28 Landscapes – watercolors

In 2021 I began painting almost daily. The light in our valley captured me as I looked out our kitchen door toward the Manastash Ridge. We have distant views that call to be deeply observed, cherished, and then painted. After doing a few small oils, I felt that watercolor was a more fitting medium. My old watercolor set was simple, portable, and easy to grab when inspiration struck. During that time I did over 200 small landscapes, many “en plein air” and others from photos I took around our land. This dedicated work refined my techniques and confidence to tackle a series of larger paintings.

The fine details come at the very end. Here you can see the small watercolor sketch as reference for the larger painting.

Matthew Lennon, the curator of the Clymer Museum in Ellensburg, scheduled a show of my work to be hung in early 2023. I had a few months to create a complete series for the show, so I narrowed down the 200 watercolor “sketches” to my favorite 35 to repaint in a larger format. In January of 2023, I cleared out my studio, created a comfortable space to work in, and got busy on what would become the Clymer show.

A winter scene through the woods.

My Process

There is a magic that happens when pulling out a beautiful new piece of 300lb cold-press watercolor paper. The perfect off-white surface calls for something to be created on it. The smaller paintings were painted on watercolor blocks. These sheets are glued together around the edges so the paper won’t buckle as you paint. For the large paintings I used full or half sheets of 100% cotton paper taped down to a simple board of thin plywood. A traditional metal paintbox pallet holds my pans of paint. The little plastic paint pans can be moved around easily as I refine my choice of colors over time. Watercolors are the most ancient way of painting, made of ground-up dirt stuck together with tree sap and honey. Some 40,000 years ago skillful artists painted hunting scenes on cave walls with ochers and soot. Those paintings are watercolors and are still as vibrant as the day they were painted.

An afternoon storm building beyond the hills.

I had a little over 2 months to paint over 30 large paintings for my upcoming show. My process was very similar each day. The night before I would set out one of the small paintings as my guide for the next morning while keeping all the others hidden away to avoid distraction. With a new piece of watercolor paper mounted and ready to go, I’d sketch out the composition, making changes as needed. That might take an hour or more, using just a pencil, nothing fancy.
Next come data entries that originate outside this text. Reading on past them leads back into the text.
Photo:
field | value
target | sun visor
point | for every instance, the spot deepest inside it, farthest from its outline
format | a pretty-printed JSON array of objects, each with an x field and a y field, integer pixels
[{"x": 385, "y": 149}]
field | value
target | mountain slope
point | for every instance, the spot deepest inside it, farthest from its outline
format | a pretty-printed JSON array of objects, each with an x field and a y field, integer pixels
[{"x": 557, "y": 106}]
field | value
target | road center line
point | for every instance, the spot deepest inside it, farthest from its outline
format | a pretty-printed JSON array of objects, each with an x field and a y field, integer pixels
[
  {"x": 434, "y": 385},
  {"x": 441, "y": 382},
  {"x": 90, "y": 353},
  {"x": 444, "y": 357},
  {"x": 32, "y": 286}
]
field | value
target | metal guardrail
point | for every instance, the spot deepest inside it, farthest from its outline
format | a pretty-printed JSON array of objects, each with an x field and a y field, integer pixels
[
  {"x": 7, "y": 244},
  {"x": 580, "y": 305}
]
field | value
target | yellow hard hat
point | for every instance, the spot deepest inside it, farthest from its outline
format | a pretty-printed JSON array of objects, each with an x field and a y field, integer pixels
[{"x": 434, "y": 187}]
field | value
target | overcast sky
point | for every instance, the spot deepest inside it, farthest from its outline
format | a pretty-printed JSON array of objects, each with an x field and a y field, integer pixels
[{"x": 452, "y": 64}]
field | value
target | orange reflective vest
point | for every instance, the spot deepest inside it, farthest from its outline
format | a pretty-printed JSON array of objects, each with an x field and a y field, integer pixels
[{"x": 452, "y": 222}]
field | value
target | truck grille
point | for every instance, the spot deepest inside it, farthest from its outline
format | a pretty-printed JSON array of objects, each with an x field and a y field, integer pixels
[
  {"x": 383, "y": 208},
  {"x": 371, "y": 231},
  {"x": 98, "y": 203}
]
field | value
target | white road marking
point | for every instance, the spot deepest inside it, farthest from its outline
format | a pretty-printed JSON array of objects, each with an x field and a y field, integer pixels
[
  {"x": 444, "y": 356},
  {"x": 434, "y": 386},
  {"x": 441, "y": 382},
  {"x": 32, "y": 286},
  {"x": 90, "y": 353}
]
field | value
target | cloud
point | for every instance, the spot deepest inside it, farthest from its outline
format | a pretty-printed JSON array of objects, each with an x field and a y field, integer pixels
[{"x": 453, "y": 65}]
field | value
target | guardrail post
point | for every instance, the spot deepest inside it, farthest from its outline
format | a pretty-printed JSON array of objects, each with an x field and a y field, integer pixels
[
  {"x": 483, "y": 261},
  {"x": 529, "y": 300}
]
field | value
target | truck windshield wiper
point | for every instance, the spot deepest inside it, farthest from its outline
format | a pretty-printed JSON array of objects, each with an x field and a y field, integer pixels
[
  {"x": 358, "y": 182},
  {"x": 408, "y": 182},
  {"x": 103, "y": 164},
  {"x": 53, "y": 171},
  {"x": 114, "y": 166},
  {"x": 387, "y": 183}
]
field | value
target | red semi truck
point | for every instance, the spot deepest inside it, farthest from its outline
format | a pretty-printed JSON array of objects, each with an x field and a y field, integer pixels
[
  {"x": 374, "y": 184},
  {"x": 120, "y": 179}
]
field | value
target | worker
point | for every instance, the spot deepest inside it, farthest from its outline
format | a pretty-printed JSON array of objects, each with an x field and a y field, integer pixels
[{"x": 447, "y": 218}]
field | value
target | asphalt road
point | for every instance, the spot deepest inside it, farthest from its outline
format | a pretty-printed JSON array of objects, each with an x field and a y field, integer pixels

Then I started the first layers of the painting, trying to stay focused on the overall composition, not getting into any details at this stage. This stage is very process oriented, keeping some areas wet while letting others dry. The order and timing of events is critical; does a sky wash have to be dry before another shape is layered on top of it or not? Using a large brush, I painted bigger shapes with fluid, confident strokes. Then as the painting progressed, the larger shapes were defined and broken up into smaller shapes and fine-tuned with smaller brushes. Usually toward the end of the day I’d set that painting aside and prepare a new surface for the next morning. I tried not to get too far ahead of myself with unfinished paintings since there was a definite deadline for the show. Three paintings in process was just right. As one would get finished I’d take it off it’s board and slip it on top of the other finished paintings in a flat-file drawer. After about a month and a half the drawer was bulging full with over 35 paintings. It was time to start on matting and framing. 

Image of Sam Albright cleaning the glass on a new painting

Sam Albright doing a final check before the paintings are taken to the gallery.

Watercolors require a mat to keep the surface of the paper away from the glass and any possible condensation that might collect there. I wanted the whole show to be connected and consistent with double mats, glass and wood frames. During the next couple weeks I cut all the double mats, made all the frames and mounted all the paintings behind glass. Of the finished paintings 28 made the cut and fit nicely into the large room at the gallery.

Curator of the Clymer Gallery, Matthew Lennon and Sam Albright position the paintings around the room to adjust the arrangement.

The 28 Landscapes exhibit hung from April 14th through June 3rd, of 2023. The reception was on May 5th

Matthew Lennon arranged the show and lit it so the paintings could be seen correctly. Showing in the big space of the Clymer Museum allowed the viewers to get enough distance to see the compositions from afar, while allowing them to step right up close and appreciate the painted surface. Almost a third of the show sold, and a few local painting groups came and studied the work in depth. From the warm glowing light across a field to a smoky walk through Ponderosa pines, these paintings capture the feeling of the place and time they were created. All in all, I feel quite satisfied with this series of paintings.